本发明公开了一种基于深度学习的端到端说话人分割方法及系统,其通过采集第一单人语音和第二单人语音进行真实STFT特征提取、语音混合处理、混合STFT特征的提取、分割STFT特征的计算、真实STFT特征与分割STFT特征的比较、模型的优化,从而训练得到所需的模型;使用时,无需先将混合语音分割成多段短语音,再通过聚类算法将属于同一个说话人的多个短语音进行聚类处理得到同一个说话人的长语音;而是直接将待分割的混合语音输入训练好的模型即可输出每一个说话人的分割语音,这种端到端的方法可以避免中间过程的误差积累,分割精度更高。

Description

一种基于深度学习的端到端说话人分割方法及系统 技术领域
本发明涉及语音信号处理技术领域,特别是一种基于深度学习的端到端说话人分割方法及其应用该方法的系统。
背景技术
随着音频获取途径和数量的快速增加,音频管理变得越来越复杂,近几年说话人分割聚类在国际上逐渐成为热点研究问题,国外许多大学和研究机构都开展了相关研究工作,美国国家标准技术局(National Institute of Standards and Technology,NIST)在1999年组织的说话人识别评测任务中就增加了两人之间的电话语音的分割聚类项目,2002年NIST提出的富信息转写(Rich Transcription,RT)评测正式开展对说话人分割聚类的研究。
传统的说话人分割方法分为两个步骤:
1.分割步骤,将一段混合语音分割成多段短语音。目前主流的语音分割算法有距离度量法和模型法,其中,距离度量法需根据相邻语音段之间距离,确定两个音段之间是否存在说话人变换点;模型法常见使用GMM高斯混合模型和SVM支持向量机模型,通过计算相邻模型之间的相似度距离,根据经验阈值判别说话人变换点是否存在;根据说话人变换点对混合语音进行分段处理得到多个短语音。
2.聚类步骤,通过聚类算法将属于同一个人的多个短语音进行聚类处理,得到同一个人的长语音。

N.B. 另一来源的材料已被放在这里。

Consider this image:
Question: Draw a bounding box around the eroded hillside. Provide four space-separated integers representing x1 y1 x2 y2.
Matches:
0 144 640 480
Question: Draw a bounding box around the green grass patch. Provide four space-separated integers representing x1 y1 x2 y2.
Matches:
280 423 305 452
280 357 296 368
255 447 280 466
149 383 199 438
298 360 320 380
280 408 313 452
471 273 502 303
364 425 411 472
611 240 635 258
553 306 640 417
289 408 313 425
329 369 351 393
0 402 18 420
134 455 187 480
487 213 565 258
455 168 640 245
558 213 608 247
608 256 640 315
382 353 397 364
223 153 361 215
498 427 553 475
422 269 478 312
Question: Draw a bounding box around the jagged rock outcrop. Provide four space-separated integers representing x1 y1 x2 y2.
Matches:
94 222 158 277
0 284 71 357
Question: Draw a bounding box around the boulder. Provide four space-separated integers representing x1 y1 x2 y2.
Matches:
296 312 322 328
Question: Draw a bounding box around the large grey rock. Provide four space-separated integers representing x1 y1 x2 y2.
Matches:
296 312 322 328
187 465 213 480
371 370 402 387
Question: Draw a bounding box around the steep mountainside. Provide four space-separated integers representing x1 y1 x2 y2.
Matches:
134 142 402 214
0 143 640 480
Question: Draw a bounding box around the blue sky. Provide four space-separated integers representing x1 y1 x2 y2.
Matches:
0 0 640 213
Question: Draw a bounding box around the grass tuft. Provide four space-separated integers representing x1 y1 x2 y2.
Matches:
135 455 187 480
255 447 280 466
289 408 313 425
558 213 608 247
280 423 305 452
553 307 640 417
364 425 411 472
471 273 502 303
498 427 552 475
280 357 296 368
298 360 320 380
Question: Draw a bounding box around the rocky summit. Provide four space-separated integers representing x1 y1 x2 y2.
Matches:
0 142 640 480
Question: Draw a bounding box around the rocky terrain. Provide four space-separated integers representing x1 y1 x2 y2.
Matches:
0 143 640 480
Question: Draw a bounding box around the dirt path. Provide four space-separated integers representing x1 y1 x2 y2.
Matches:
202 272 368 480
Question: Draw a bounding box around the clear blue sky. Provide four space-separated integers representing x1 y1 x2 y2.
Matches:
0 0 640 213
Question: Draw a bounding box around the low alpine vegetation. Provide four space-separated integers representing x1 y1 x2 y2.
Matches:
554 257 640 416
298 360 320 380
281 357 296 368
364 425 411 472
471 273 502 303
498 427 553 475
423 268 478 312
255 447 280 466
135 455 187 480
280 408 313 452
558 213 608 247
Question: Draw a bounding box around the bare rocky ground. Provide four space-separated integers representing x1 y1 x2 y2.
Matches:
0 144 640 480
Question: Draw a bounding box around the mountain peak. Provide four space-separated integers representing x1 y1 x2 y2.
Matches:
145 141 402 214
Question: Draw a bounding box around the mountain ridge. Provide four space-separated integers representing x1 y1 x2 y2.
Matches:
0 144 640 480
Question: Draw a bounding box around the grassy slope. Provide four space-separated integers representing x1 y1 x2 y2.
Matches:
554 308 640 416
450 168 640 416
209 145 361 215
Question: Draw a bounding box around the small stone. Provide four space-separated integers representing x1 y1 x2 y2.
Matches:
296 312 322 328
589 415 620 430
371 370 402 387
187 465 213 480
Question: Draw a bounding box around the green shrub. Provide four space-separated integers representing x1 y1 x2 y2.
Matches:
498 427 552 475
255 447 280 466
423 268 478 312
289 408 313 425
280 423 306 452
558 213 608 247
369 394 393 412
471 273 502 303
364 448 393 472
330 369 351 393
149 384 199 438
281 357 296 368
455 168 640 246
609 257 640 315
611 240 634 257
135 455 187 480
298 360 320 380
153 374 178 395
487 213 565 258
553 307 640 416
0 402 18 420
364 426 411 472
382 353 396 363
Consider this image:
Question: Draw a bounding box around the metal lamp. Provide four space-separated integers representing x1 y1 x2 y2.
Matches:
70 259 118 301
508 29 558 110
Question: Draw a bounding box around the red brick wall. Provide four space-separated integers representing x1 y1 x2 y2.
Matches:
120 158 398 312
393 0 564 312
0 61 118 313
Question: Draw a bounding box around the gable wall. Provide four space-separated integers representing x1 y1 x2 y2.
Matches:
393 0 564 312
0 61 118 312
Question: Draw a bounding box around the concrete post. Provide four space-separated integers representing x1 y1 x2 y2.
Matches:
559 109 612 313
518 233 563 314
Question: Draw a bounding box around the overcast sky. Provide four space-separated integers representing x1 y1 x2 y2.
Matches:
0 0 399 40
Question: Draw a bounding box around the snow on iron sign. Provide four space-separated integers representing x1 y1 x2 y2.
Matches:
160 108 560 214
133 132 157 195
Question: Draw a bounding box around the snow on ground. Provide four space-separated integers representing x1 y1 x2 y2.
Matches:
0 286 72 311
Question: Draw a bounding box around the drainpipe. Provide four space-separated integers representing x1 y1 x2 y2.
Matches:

采用上述的传统说话人分割方法,需要先分割再重新聚合来得到属于同一个人的长语音,不仅算法较复杂,计算效率低,而且其纯度受分割和聚类两个步骤精度的影响。
发明内容
本发明为解决上述问题,提供了一种基于深度学习的端到端说话人分割方法及系统,只需将待分割的混合语音输入训练好的模型即可输出每一个说话人的分割语音,这种端到端的方法可以避免中间过程的误差积累,分割精度更高。
为实现上述目的,本发明采用的技术方案为:
一种基于深度学习的端到端说话人分割方法,其包括以下步骤:
a.模型训练步骤:
a1.采集第一单人语音和第二单人语音,并计算所述第一单人语音对应的第一真实STFT特征和所述第二单人语音对应的第二真实STFT特征;
a2.将所述第一单人语音和所述第二单人语音进行混合处理,得到训练用混合语音,并计算所述训练用混合语音的混合STFT特征;
a3.根据步骤a2中所述混合STFT特征对所述混合语音进行分割处理,得到与所述第一单人语音对应的第一分割语音、第一分割STFT特征,以及与所述第二单人语音对应的第二分割语音、第二分割STFT特征;
a4.对比所述第一真实STFT特征和所述第一分割STFT特征、所述第二真实STFT特征和所述第二分割STFT特征,构造损失函数;
a5.根据所述损失函数进行优化模型参数,完成模型训练;
b.说话人分割步骤:
将待分割的混合语音输入所述模型中,输出分割后的不同说话人的分割语音;或者,对待分割的混合语音提取混合STFT特征,并将所述待分割的混合语音的混合STFT特征输入所述模型中,输出所述待分割的混合语音分割后的不同说话人的分割STFT特征,并进一步通过ISTFT变换得到不同说话人对 应的分割语音。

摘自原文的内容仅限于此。